Status:ClosedStart date:
Priority:LowDue date:
Assignee:-% Done:

0%

Category:-
Target version:-

Description

panic: assertion: *errorp == 0 in hammer_alloc_data
Trace beginning at frame 0xcb4f1888
panic(cb4f18ac,10000,cb4f18fc,cb4f18f4,cb4f18c0) at panic+0x8c
panic(c0517637,c0539efc,c04ff098,c1c12700,cb4f190c) at panic+0x8c
hammer_alloc_data(cb4f1a8c,10000,10,cb4f18f4,cb4f1904) at
hammer_alloc_data+0xda hammer_ioc_reblock
(cb4f1a8c,c9cf9fd0,c1614140,cb4f19f0,c041edfe) at hammer_ioc_r eblock
+0x39e hammer_ioctl(c9cf9fd0,c0e06803,c1614140,1,c1526578) at
hammer_ioctl+0x605 hammer_vop_ioctl
(cb4f1ae4,c05ce5e0,c1665e50,c1690268,0) at hammer_vop_ioctl+0x20
vop_ioctl(c1665e50,c1690268,c0e06803,c1614140,1) at vop_ioctl+0x38
vn_ioctl(c8e74f28,c0e06803,c1614140,c1526578,c8e74f28) at vn_ioctl+0xba
mapped_ioctl(3,c0e06803,bfbff468,0,cb4f1d34) at mapped_ioctl+0x3e1
sys_ioctl(cb4f1cf0,6,0,0,c9b0a518) at sys_ioctl+0x16 syscall2(cb4f1d40)
at syscall2+0x1ec Xint0x80_syscall() at Xint0x80_syscall+0x36
Debugger("panic")
Stopped at Debugger+0x34: movb $0,in_Debugger.3945

I got this while doing a reblock. The dump is available at:

http://medica.semi.szote.u-szeged.hu/~szg/crash080702.tar.bz2

History

#1 Updated by bastyaelvtars over 6 years ago

Actually it seems to occur on every reblock.

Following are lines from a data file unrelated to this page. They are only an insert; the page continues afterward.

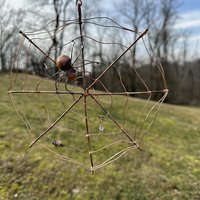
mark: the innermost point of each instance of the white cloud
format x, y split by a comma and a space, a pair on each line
188, 20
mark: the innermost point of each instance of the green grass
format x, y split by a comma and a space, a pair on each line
167, 168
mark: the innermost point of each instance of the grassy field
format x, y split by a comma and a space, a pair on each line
168, 168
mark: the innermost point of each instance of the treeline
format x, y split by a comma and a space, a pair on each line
159, 16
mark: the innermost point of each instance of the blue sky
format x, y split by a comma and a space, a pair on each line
189, 21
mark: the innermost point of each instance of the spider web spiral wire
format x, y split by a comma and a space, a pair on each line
72, 119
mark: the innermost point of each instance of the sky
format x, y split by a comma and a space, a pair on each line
189, 19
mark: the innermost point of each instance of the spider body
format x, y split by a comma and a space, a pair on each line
57, 143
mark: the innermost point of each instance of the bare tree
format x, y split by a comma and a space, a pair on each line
10, 21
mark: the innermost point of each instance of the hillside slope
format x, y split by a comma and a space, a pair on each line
167, 168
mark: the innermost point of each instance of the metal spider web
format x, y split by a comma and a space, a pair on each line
85, 126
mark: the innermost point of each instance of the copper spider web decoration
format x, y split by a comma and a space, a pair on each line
69, 133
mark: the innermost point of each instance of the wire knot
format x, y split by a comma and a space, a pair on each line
79, 2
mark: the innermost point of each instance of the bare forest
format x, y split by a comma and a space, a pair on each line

#2 Updated by dillon over 6 years ago

:Actually it seems to occur on every reblock.
:
:--
:Gergo Szakal MD <>
:University Of Szeged, HU
:Faculty Of General Medicine
:
:/* Please do not CC me with replies, thank you. */

(kgdb) print *errorp
$1 = 28 (ENOSPC)

Ok, it is failing on ENOSPC. But the root volume is reporting
158 big blocks free (1264 MB free). The reason it is a panic is
that there is supposed to be a higher-level check for available
free space BEFORE the actual allocation is attempted. That clearly
is not happening in the reblocker.

(kgdb) frame 12
(kgdb) print trans->rootvol->ondisk->vol0_stat_bigblocks
$5 = 1758
(kgdb) print trans->rootvol->ondisk->vol0_stat_freebigblocks
$6 = 158

I think I may know what is going on. Does the reblocker always seem
to start working ok, run for a little while, but then panic ? Or does
it panic immediately?

Second question... if you do this, how big a file can you create before
the filesystem runs out of space (or crashes)?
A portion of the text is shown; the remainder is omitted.